The Determinant of the Matrix \(A\) is given by following formula
Determinant of \(A\) = \(|A|\) = \(a_{11}\) (if \(N=1\))
Determinant of \(A\) = \(|A|\) = \(\sum_{j=1}^{N}(a_{1j}\hspace{.3cm} \times\) Cofactor Value (\(a_{1j}\))) = \(\sum_{i=1}^{N}(a_{i1}\hspace{.3cm} \times\) Cofactor Value (\(a_{i1}\)))
The Cofactor Value of any Element \(a_{ij}\) of the Matrix \(A\) is given by the following formula
Cofactor Value (\(a_{ij}\))= \((-1)^{(i+j)}\hspace{.3cm} \times \) Minor Value (\(a_{ij}\))
The Minor Value of any Element \(a_{ij}\) of the Matrix \(A\) is given by the value of the Determinant of Sub-Matrix of \(A\) corresponding to the Element \(a_{ij}\).
The Sub-Matrix of the Matrix \(A\) corresponding to the Element \(a_{ij}\) is the Matrix obtained by Removing the Elements of \(i^{th}\) Row and \(j^{th}\) Column of Matrix \(A\).
A Matrix in which All the Elements of the Matrix \(A\) are Replaced by their corresponding Minor Values is known as the Minor Matrix of the Matrix \(A\).

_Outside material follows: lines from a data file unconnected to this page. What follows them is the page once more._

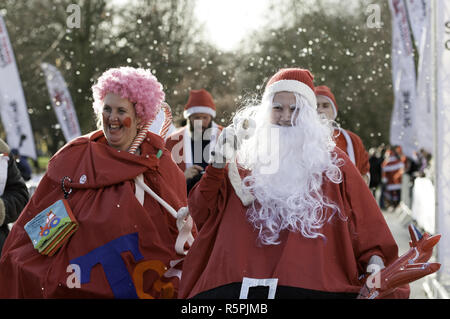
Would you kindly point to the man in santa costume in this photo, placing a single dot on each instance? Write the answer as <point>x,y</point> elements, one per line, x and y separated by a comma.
<point>346,140</point>
<point>287,215</point>
<point>191,144</point>
<point>126,242</point>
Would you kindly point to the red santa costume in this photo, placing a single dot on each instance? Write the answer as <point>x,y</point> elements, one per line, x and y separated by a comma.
<point>346,140</point>
<point>124,246</point>
<point>306,228</point>
<point>392,170</point>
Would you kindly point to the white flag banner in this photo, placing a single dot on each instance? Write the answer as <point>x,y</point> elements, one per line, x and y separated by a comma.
<point>443,136</point>
<point>403,131</point>
<point>13,108</point>
<point>418,12</point>
<point>61,102</point>
<point>158,123</point>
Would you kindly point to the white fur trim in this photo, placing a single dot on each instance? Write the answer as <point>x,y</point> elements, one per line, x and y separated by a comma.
<point>350,149</point>
<point>199,109</point>
<point>293,86</point>
<point>233,174</point>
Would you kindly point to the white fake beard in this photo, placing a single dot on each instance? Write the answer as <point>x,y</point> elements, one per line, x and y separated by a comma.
<point>286,178</point>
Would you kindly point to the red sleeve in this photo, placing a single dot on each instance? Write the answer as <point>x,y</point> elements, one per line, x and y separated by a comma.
<point>205,196</point>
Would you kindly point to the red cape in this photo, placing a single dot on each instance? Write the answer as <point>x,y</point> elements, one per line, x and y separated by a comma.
<point>121,248</point>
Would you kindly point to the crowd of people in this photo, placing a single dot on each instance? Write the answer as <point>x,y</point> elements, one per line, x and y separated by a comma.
<point>277,204</point>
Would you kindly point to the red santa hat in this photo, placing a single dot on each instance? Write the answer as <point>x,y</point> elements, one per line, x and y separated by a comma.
<point>294,80</point>
<point>325,91</point>
<point>200,101</point>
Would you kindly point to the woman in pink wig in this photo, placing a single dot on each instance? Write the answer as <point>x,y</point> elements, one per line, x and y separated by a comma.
<point>124,246</point>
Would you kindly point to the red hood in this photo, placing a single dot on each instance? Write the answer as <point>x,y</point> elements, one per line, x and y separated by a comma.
<point>101,164</point>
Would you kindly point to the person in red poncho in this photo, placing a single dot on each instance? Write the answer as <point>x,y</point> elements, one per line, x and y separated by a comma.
<point>287,215</point>
<point>124,246</point>
<point>392,170</point>
<point>346,140</point>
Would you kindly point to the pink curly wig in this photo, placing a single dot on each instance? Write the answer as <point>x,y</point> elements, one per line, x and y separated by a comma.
<point>137,85</point>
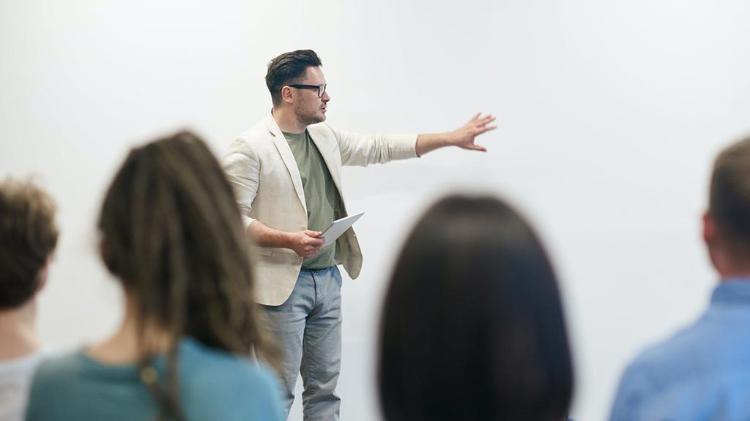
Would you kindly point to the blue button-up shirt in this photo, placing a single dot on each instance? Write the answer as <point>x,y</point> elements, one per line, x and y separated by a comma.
<point>700,373</point>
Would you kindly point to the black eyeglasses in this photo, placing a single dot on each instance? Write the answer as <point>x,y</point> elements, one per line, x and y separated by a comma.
<point>320,88</point>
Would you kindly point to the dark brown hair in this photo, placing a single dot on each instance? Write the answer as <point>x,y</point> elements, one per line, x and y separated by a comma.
<point>472,325</point>
<point>288,67</point>
<point>729,196</point>
<point>172,234</point>
<point>28,236</point>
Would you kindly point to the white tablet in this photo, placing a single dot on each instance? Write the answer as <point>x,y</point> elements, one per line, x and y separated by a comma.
<point>339,227</point>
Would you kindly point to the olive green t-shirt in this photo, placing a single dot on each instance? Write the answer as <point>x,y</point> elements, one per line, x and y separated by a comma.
<point>321,196</point>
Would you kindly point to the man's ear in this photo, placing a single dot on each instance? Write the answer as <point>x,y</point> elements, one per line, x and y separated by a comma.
<point>42,276</point>
<point>286,94</point>
<point>709,229</point>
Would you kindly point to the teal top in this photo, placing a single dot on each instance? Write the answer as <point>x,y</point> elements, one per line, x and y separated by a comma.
<point>321,196</point>
<point>213,385</point>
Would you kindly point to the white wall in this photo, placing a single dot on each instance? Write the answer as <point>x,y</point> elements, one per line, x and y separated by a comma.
<point>610,113</point>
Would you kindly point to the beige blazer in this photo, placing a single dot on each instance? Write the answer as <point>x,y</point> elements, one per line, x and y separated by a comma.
<point>267,182</point>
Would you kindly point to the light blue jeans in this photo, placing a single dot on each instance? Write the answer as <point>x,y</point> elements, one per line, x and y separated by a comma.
<point>308,328</point>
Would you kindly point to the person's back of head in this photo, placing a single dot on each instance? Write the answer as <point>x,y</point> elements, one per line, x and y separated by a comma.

A Matrix in which All the Elements of the Matrix \(A\) are Replaced by their corresponding Cofactor Values is known as the Cofactor Matrix of the Matrix \(A\).
The Transpose of the Cofactor Matrix of Matrix \(A\) is called the Adjoint / Adjunct / Adjugate of the Matrix \(A\).
Any Square Matrix whose Determinant Value is 0 is called a Singular Matrix. Any Square Matrix whose Determinant Value is Non-Zero is called a Non-Singular Matrix
The Sign of the Determinant Changes if any 2 Rows or Columns of the Matrix are Interchanged Odd Number of times.
The Sign of the Determinant Remains Unchanged if any 2 Rows or Columns of the Matrix are Interchanged Even Number of times.
The Absolute Value of Determinant Does Not Change on Interchanging Columns/Rows.
The Determinant Value of a Matrix with Odd Number of Rows and Columns Remains Unchanged if the Rows or Columns of Matrix are Rotated Cyclically.
The Sign of the Determinant Value of a Matrix with Even Number of Rows and Columns Changes if the Rows or Columns of Matrix are Rotated Cyclically.
The Determinant Value of Product of Matrices is Same as Product of the Determinant Values of each Matrix.
Multiplying Elements of Any 1 Row or 1 Column of the Matrix with a Constant \(k\) results in Multiplying the Determinant Value by \(k\). Multiplying All Elements of a \(N \times N\) Matrix with a Constant \(k\) results in Multiplying the Determinant Value by \(k^N\).
The Determinant Value of a Diagonal Matrix is equal to Product of all elements of it's Main Diagonal.
The Determinant Value of a \(2 \times 2\) Matrix gives the Signed Area of Parallelogram whose Adjacent Sides are given by by the 2 Vectors formed by the Rows or Columns of the Matrix in \(2\)-Dimensional Space/Plane.
The Determinant Value of a \(3 \times 3\) Matrix gives the Signed Volume of Parallelopiped whose Adjacent Sides are given by by the 3 Vectors formed by the Rows or Columns of the Matrix in \(3\)-Dimensional Space.
The Determinant Value of a \(N \times N\) Matrix gives the Signed Hyper-Volume of Parallelopiped whose Adjacent Sides are given by by the \(N\) Vectors formed by the Rows or Columns of the Matrix in \(N\)-Dimensional Space.